I am going to load the csv file into Excel using DataExplorer (download add-in for Excel 2012 here).
And I select Import from Csv, and select the file that I received. That opens the DataExplorer query editor and in this case I want to import the csv file completely without any changes. I do want to Use the first Row as Headers :
Now I import this data into Excel,
after importing the data into Excel I want to rename my query by double clicking Query1 and rename it to “Twitter Data” and press Load to data model to load it into the AS engine.
Now I want to plot the tweets on a map. I am going to use GeoFlow for that, as this is data that I got from the Internet there are some data quality issues. The current version of GeoFlow doesn’t allow us to filter data. So I am going to use a Excel trick to create a filtered down table by using a Query Table where I filter out all tweets where no region is defined.
So we go back to Excel, select an empty sheet and click on Data, Existing Connections, Tables and double click the Twitter data table:
And press OK in the next dialog to add a table. This adds a table to the Excel sheet:
Now right mouse click on the table and select Table, Edit DAX:
Now I change what is shown on the sheet by editing the DAX expression for this table:
Evaluate
calculatetable(
Summarize(
‘Twitter data’,
‘Twitter data'[ID]
,’Twitter data'[Location]
)
, ISBLANK(‘Twitter data'[Location]) = false)

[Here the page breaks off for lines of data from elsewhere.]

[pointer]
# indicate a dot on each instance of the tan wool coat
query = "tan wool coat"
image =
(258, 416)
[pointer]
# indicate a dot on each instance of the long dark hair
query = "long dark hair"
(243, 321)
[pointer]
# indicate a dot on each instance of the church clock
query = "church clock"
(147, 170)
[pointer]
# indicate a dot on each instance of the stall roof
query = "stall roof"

Press OK and this will only give me that ID’s and Locations where the Location is not blank:
Comment: the results of the query will have the limitation of 1,000,000 rows in Excel but you could always aggregate the results by location using DAX. I don’t think many people want to plot more than a 1,000,000 locations.

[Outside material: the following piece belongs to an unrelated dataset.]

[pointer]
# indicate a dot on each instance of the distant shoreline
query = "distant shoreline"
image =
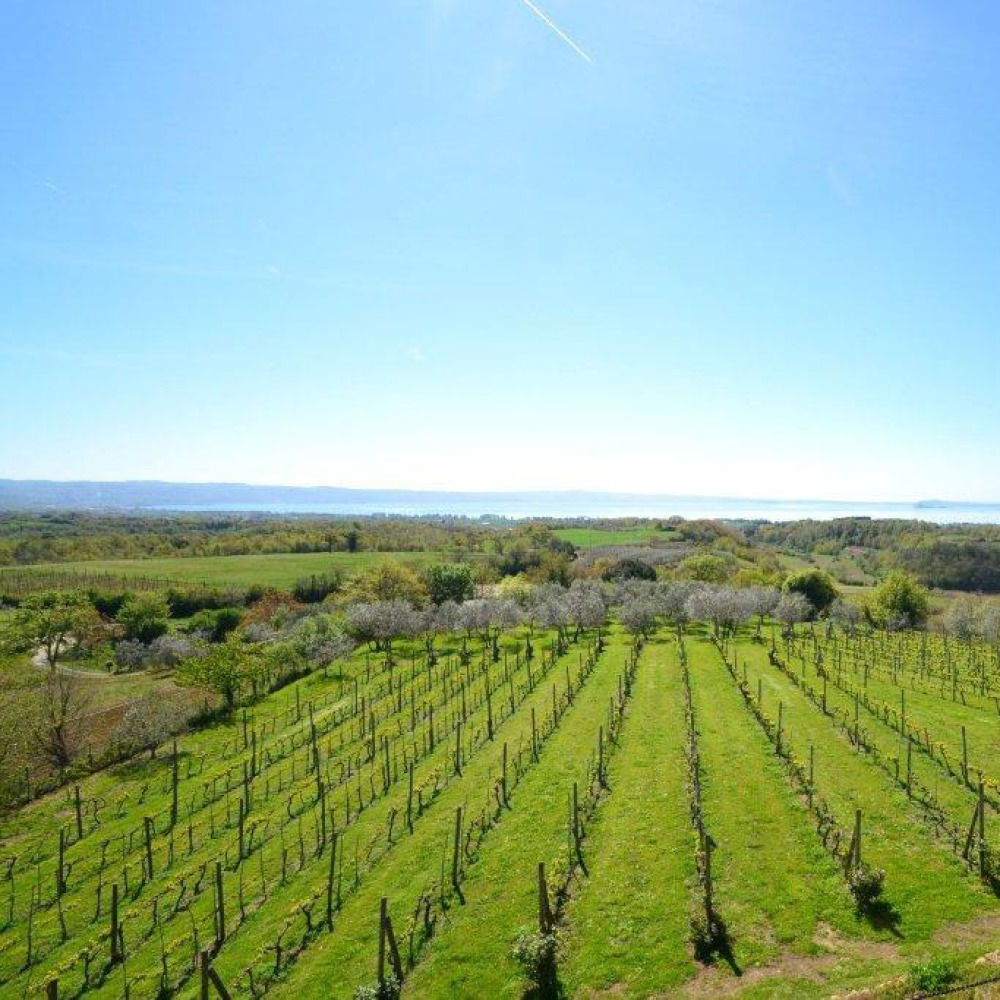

Now go to Insert GeoFlow (Install add-in here):
In GeoFlow you now can pick columns from the filtered table:
Now select location as other and Map it:
Now select ID as height:
This plots all the tweets on Azure for the last week on the map, you might notice the Netherlands and Belgium are quite some hotspots on Azure (no I did not rig the results!)
Hope that you some idea’s on how to use Excel, DataExplorer and GeoFlow.